Besides stopping EPA’s cyber-bonfire, Horner hopes a court will ultimately put all of the regulations McCarthy was responsible for — the ‘war on coal’ — on hold until McCarthy’s delated correspondence is reconstructed.
If, on the other hand, the court accepts the EPA’s argument, not only will that agency be free to conduct its business in willful violation of the Federal Records Act and, by extension, the Freedom of Information Act (since there will never be any responsive documents), but so will every other agency. Including the IRS, which obviously already has a head start.
So CEI v. EPA is really the test case for whether illegal behavior like Lois Lerner’s and Gina McCarthy’s will be given the implicit sanction of federal courts, an effective death blow for accountability and transparency across the federal bureaucracy.

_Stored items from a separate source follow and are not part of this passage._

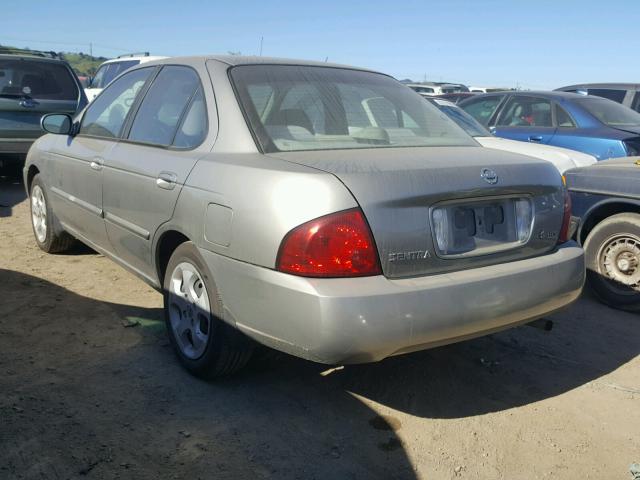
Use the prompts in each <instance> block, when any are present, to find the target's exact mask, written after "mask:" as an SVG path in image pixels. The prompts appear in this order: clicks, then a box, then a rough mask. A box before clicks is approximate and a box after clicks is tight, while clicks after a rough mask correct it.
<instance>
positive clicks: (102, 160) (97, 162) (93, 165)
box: [89, 157, 104, 170]
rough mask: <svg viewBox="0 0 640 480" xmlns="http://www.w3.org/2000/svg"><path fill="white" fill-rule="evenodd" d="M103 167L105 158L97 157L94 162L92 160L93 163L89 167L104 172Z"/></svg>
mask: <svg viewBox="0 0 640 480" xmlns="http://www.w3.org/2000/svg"><path fill="white" fill-rule="evenodd" d="M103 165H104V158H100V157H95V158H94V159H93V160H91V163H90V164H89V166H90V167H91V168H92V169H93V170H102V166H103Z"/></svg>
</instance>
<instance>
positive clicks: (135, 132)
mask: <svg viewBox="0 0 640 480" xmlns="http://www.w3.org/2000/svg"><path fill="white" fill-rule="evenodd" d="M199 87H200V80H199V78H198V74H197V73H196V72H195V71H194V70H193V69H191V68H189V67H180V66H167V67H164V68H163V69H162V70H161V71H160V73H159V74H158V76H157V77H156V79H155V80H154V81H153V84H152V85H151V87H150V88H149V91H148V92H147V94H146V95H145V97H144V100H142V103H141V105H140V108H139V109H138V113H136V117H135V119H134V121H133V125H132V126H131V131H130V133H129V137H128V139H129V140H132V141H135V142H142V143H152V144H154V145H161V146H169V145H171V144H172V143H173V139H174V137H175V135H176V132H177V129H178V124H179V123H180V121H181V120H182V118H183V116H184V114H185V112H186V110H187V108H188V107H189V105H190V102H191V100H192V98H193V97H194V95H195V94H196V91H197V90H198V89H199ZM194 108H195V107H194Z"/></svg>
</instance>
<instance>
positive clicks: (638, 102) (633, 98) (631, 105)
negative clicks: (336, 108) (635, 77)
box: [631, 92, 640, 112]
mask: <svg viewBox="0 0 640 480" xmlns="http://www.w3.org/2000/svg"><path fill="white" fill-rule="evenodd" d="M631 108H633V109H634V110H635V111H636V112H640V92H636V94H635V96H634V97H633V103H632V104H631Z"/></svg>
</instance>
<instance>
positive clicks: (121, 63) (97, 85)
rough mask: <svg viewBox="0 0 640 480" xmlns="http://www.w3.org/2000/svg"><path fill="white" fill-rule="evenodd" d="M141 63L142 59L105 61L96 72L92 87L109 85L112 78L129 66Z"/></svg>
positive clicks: (123, 70) (93, 77) (90, 87)
mask: <svg viewBox="0 0 640 480" xmlns="http://www.w3.org/2000/svg"><path fill="white" fill-rule="evenodd" d="M139 63H140V60H126V61H122V62H113V63H105V64H104V65H102V66H101V67H100V68H99V69H98V71H97V72H96V76H95V77H93V80H92V81H91V87H90V88H104V87H106V86H107V85H109V83H111V80H113V79H114V78H116V77H117V76H118V75H120V74H121V73H122V72H124V71H125V70H128V69H129V68H131V67H133V66H135V65H138V64H139Z"/></svg>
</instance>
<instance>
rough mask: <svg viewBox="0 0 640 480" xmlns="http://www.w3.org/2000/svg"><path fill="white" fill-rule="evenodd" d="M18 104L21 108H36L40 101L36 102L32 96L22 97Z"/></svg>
mask: <svg viewBox="0 0 640 480" xmlns="http://www.w3.org/2000/svg"><path fill="white" fill-rule="evenodd" d="M19 105H20V106H21V107H22V108H36V107H37V106H38V105H40V102H36V101H35V100H34V99H33V98H23V99H22V100H20V103H19Z"/></svg>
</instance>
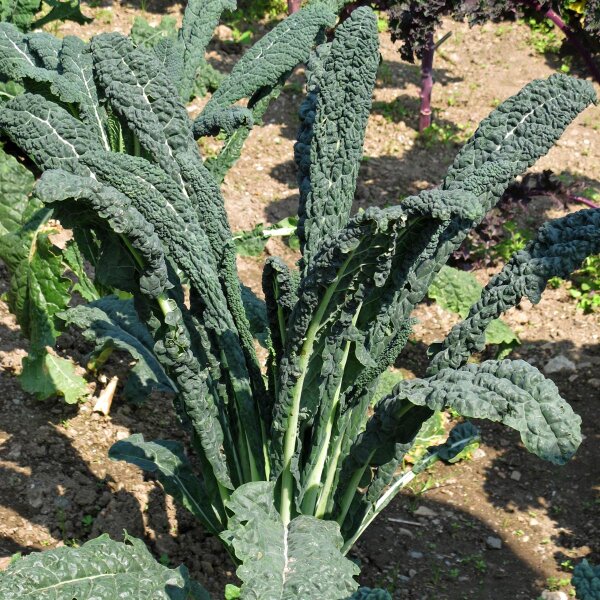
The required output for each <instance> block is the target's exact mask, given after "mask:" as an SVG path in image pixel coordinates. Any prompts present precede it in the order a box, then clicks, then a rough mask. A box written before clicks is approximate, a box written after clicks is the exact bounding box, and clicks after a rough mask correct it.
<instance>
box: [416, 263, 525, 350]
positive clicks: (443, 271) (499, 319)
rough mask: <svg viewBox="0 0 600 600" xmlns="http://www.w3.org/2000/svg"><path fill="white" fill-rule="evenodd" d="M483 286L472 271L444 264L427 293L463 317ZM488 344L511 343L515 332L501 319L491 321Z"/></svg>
mask: <svg viewBox="0 0 600 600" xmlns="http://www.w3.org/2000/svg"><path fill="white" fill-rule="evenodd" d="M482 292H483V286H482V285H481V284H480V283H479V282H478V281H477V279H476V278H475V276H474V275H473V274H472V273H468V272H467V271H461V270H459V269H454V268H453V267H449V266H447V265H444V266H443V267H442V268H441V269H440V271H439V273H438V274H437V275H436V277H435V279H434V280H433V283H432V284H431V287H430V288H429V290H428V292H427V295H428V296H429V297H430V298H431V299H432V300H435V301H436V302H437V303H438V304H439V305H440V306H441V307H442V308H445V309H446V310H449V311H452V312H455V313H458V314H459V315H460V316H461V317H462V318H463V319H464V318H466V317H467V315H468V314H469V309H470V308H471V306H472V305H473V304H475V303H476V302H478V300H479V298H481V293H482ZM485 341H486V343H488V344H498V345H499V344H512V343H513V342H517V343H518V341H519V338H518V337H517V335H516V334H515V332H514V331H513V330H512V329H511V328H510V327H509V326H508V325H507V324H506V323H505V322H504V321H502V320H501V319H496V320H494V321H492V322H491V323H490V324H489V325H488V328H487V329H486V331H485Z"/></svg>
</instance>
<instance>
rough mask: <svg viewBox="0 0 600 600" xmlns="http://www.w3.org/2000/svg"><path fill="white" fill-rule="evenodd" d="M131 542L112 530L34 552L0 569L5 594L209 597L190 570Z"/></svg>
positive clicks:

The wrong outcome would allow liberal activists in the government to conduct their official business in the dark. Congress would then have to step in and enact a law reaffirming that this is intolerable. What Lerner has already reminded us is that the creation and archiving of all public records should be automatic, permanent, and not subject to unilateral destruction by public officials.
“The Federal Records Act and the Freedom of Information Act,” Horner says, “operate on an honor system, contingent upon the honor of those covered by them. So you see the problem.”
As the dishonorable Lois Lerner might say: “Perfect.”